The exhibition of singular, large format photographs at Vision Neil Folberg Gallery, Another Landscape includes manipulated and natural landscapes, from the Earth and the Moon, by artists Georg Kuettinger, Michael Light (NASA), Neil Folberg & Agnieszka Sosnowska.
Georg Kuettinger’s photographs are perched on the border between reality and fiction. The Munich-based artist’s images are large and bold, made by digitally stitching together and repeating portions of several photographs taken at a single location, producing sweeping— but faux— landscapes. They succeed in capturing the sense of place that remains in your memory after you have departed.
Michael Light is a San Francisco-based photographer and bookmaker focused on the environment and how contemporary American culture relates to it. He has exhibited extensively worldwide, and his work has been collected by the San Francisco Museum of Modern Art, The Getty Research Institute, The Los Angeles County Museum of Art, The New York Public Library, and the Victoria & Albert Museum in London, among others.
For the last fifteen years, Light has aerially photographed over settled and unsettled areas of American space, pursuing themes of mapping, vertigo, human impact on the land, and various aspects of geologic time and the sublime. A private pilot, he is currently working on an extended aerial survey of the arid Western states, and in 2007 won a John Simon Guggenheim Foundation Fellowship in Photography.
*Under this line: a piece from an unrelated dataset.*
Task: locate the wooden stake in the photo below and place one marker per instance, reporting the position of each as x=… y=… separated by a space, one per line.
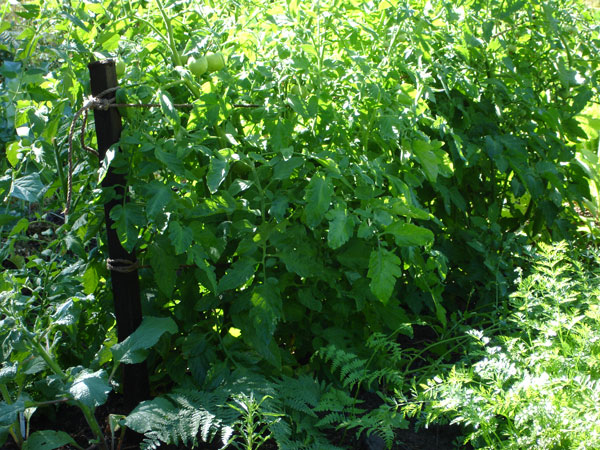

Radius Books published the first of a planned multi-volume series of this work, Bingham Mine/Garfield Stack, in Fall 2009. The second, LA Day/LA Night, was released in April 2011. The third, Lake Las Vegas/Black Mountain, was published in December 2014.
Light is also known for his globally-published archival works. His first, FULL MOON (1999), used lunar geological survey imagery made by the Apollo astronauts to show the moon both as a sublime desert and an embattled point of first human contact. 100 SUNS (2003), focused on the politics and landscape meanings of military photographs of U.S. atmospheric nuclear detonations from 1945 to 1962.
Neil Folberg’s career is one of constant innovation. His earliest work consists of earthy B&W images that document a people’s presence on their land, in Yugoslav Macedonia. After moving to Israel in 1976, he began a series of color landscape photographs that recall his mentor Ansel Adams, with whom he began studying at the age of 16, with their expansive view of the rugged landscape (“In a Desert Land”, Abbeville Press). From there, he looked up to the shimmering celestial dome which led to his unprecedented photographs of humanity standing at the edge of an infinite universe. (“Celestial Nights”, Aperture Press). Moving to a world of lit interiors, he was commissioned by Aperture to make a series of photographs of historic synagogues of the world. (“And I Shall Dwell among Them”, Aperture Press). He used that same lighting to evoke the colors and light of the French Impressionists in his innovative re-creation of their world (“Travels with Van Gogh and the Impressionists”, Abbeville Press). His current project places man on the stage of nature in brilliantly lit scenes that are scheduled for their first exhibition in March 2010 at Flomenhaft Gallery in New York.
Agnieszka Sosnowska (b. Warsaw, Poland), received a B.F.A. in photography from the Massachusetts College of Art in 1995 and a M.F.A. in studio teaching from Boston University in 1999. Her ongoing series of self portraits reflect surreal memories of her rural lifestyle and upbringing and hint back to her childhood.
In 1996, Sosnowska returned to Poland to complete a Fulbright Fellowship where she documented the Tatra highlanders. In 2005, she completed a American-Scandinavian Fellowship in Iceland documenting the local farming culture.